All of my books and study leaned toward ferrous materials because that's what I work with the most. I have complete professional reference data for ferrous metal and many data sheets for various types of stainless steel but none for copper alloys.

As for distortion, all professional guides for heat treating processes provides distortion information. I have a fairly good feel for ferrous materials but don't know the distortion characteristics of copper-based metal.

Here's decent article about copper alloy heat treating. http://www.totalmateria.com/Article71.htm

Ray

 

[RJSakowski]

When red hot iron is plunged into water, a blanket of steam forms on the surface doing a fairly good job of insulating. That plus the inner residual heat will slow the quench down to the point where full hardness won't be attained. Blacksmithing books all recommend swirling the work vigorously to dislodge the steam bubbles and properly quench the work.

 

[Ray C]

When red hot iron is plunged into water, a blanket of steam forms on the surface doing a fairly good job of insulating. That plus the inner residual heat will slow the quench down to the point where full hardness won't be attained. Blacksmithing books all recommend swirling the work vigorously to dislodge the steam bubbles and properly quench the work.

This is true. In ferrous metals, the effects from that phenomenon are likely to prevent a metal from reaching it's highest possible hardness which occurs right after the quench. All metal composition and treatment guides will list the metal's highest possible hardness. For example, the AISI standard states that 4140 has maximum hardness of 54 to 59 depending on the exact carbon content. Tools steels, which have tighter tolerances on component make-up, have a more precise number for max hardness. O1 for example is 64-65.

The effect from steam build-up around the part might lower the top-end number by a point or two. More likely, it will fracture the part. Some areas of the part will be in-contact with water (which is rapidly taking-away the heat) and some areas are surrounded by super-heated steam. The sharp contrast causes fractures.

A much bigger problem happens when the quench bath is way too warm to start with. If the bath started-out at 300F it will be much warmer after the quench and may not allow a rapid transition thru Martensite. If that happens, the part will be way more than just a few points way from the target.


Ray

 

[jwmelvin]

Is that—the Leidenfrost effect—why many (most?) quench procedures use oil?

 

[Ray C]

Is that—the Leidenfrost effect—why many (most?) quench procedures use oil?

Yes, it's the Leidenfrost effect. And many quench procedures use oil. Strong saline solutions will mitigate the problem as well.

FWIW, there are many kinds of quenching and there's a lot of science behind it.

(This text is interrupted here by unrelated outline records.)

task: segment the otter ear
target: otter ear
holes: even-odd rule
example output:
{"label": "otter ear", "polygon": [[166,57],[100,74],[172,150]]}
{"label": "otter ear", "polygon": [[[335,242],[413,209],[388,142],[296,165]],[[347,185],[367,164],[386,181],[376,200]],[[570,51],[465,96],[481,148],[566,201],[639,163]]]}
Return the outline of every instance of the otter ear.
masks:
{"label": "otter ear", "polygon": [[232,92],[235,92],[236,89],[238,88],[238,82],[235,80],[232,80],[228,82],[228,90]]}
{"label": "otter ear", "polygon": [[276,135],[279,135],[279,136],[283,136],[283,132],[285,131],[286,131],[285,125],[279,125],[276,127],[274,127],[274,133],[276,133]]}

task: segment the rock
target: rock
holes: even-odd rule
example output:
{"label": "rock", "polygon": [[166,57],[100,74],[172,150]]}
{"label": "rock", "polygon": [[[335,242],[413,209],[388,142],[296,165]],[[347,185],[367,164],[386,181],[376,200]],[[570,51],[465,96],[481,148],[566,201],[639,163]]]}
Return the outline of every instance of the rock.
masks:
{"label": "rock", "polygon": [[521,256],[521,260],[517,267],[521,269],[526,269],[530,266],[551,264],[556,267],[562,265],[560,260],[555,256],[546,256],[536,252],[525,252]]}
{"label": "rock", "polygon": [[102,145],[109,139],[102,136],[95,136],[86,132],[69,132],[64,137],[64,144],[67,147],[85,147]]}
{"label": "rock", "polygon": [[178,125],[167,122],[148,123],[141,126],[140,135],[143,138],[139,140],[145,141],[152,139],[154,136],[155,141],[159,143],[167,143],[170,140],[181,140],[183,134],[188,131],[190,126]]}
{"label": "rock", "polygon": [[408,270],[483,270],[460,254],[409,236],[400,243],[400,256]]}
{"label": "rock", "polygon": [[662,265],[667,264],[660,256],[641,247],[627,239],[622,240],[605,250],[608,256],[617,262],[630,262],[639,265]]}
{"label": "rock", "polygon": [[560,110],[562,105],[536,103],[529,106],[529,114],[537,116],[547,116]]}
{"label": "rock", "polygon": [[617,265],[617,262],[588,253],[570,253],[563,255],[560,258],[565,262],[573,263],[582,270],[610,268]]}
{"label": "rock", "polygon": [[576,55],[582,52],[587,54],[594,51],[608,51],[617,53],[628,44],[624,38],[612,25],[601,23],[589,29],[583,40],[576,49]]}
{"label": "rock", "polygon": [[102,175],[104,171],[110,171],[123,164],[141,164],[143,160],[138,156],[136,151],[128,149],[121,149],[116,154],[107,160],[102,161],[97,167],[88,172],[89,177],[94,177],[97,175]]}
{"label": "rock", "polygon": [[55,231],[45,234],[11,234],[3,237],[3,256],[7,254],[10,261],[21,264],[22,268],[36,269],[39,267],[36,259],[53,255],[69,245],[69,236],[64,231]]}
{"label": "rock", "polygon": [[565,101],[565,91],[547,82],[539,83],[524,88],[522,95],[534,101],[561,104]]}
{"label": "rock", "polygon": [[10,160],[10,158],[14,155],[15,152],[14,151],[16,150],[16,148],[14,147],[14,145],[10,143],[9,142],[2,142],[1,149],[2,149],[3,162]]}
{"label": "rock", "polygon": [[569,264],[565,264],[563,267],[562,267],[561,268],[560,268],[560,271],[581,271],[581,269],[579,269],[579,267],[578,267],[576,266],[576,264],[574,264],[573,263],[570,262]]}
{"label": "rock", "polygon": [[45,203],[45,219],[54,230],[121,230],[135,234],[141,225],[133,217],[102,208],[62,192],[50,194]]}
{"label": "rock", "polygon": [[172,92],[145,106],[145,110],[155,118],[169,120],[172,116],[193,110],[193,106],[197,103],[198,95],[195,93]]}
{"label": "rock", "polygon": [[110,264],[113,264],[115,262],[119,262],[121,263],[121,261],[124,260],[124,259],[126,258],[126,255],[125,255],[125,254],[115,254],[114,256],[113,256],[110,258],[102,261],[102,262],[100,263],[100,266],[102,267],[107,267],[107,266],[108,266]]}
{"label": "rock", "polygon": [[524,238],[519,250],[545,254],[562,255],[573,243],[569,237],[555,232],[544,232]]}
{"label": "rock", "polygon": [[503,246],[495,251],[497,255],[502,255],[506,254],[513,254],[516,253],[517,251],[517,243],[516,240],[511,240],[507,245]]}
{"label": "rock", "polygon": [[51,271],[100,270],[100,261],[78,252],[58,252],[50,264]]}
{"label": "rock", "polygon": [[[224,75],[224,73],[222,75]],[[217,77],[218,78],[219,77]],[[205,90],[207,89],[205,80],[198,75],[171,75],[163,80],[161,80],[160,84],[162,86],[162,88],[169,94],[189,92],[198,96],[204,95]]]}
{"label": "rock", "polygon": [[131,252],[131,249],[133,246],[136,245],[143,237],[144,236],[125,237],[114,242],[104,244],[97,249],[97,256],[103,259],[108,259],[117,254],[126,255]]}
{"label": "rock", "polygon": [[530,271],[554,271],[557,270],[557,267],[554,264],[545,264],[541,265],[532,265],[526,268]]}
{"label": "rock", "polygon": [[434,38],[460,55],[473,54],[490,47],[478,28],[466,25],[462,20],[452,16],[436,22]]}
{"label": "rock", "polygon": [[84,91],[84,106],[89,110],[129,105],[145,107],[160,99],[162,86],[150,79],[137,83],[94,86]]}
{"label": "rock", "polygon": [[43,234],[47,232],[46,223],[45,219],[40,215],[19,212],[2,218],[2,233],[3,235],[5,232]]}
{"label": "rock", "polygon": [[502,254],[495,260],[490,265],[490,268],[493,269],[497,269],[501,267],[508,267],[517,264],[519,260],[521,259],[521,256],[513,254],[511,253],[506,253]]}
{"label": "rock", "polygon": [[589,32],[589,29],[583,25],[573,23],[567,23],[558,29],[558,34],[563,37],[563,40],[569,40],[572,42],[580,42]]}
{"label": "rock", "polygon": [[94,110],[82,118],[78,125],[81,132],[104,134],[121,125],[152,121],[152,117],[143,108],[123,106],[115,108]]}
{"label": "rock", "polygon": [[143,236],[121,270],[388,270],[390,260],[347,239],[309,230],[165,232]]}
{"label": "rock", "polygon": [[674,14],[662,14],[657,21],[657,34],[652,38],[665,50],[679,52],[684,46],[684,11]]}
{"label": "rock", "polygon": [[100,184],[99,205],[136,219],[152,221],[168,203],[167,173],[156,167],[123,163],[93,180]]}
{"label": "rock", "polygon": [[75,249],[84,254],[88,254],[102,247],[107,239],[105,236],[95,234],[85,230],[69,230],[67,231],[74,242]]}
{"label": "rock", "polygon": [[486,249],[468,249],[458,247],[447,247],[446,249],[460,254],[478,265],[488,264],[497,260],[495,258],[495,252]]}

Most folks think of dunking in oil or water/saline solutions but, air blast and air/water mist are very common too. Then comes Austempering and Marquenching where quenching and /or tempering is done in several steps possibly ranging from molten salt to oil then oil or water. I've never concerned myself with those more complicated methods but, I do find it interesting. For very precise hardening needs, a metallurgist or mechanical/process engineer may tailor a procedure given the part's physical characteristics and material type. The whole purpose is to control the times the material spends at specific temperatures to control the microstructure transformations (hence the term TTT, time-temperature-transformation graph).

There are many phases but, for most ferrous materials, people are concerned with Austentite, Pearlite and Martensite. Each of those are products that form with a specific grain structure within the metal. By manipulating the phases at different speeds the final grain structure can be engineered for a specific outcome.

Ray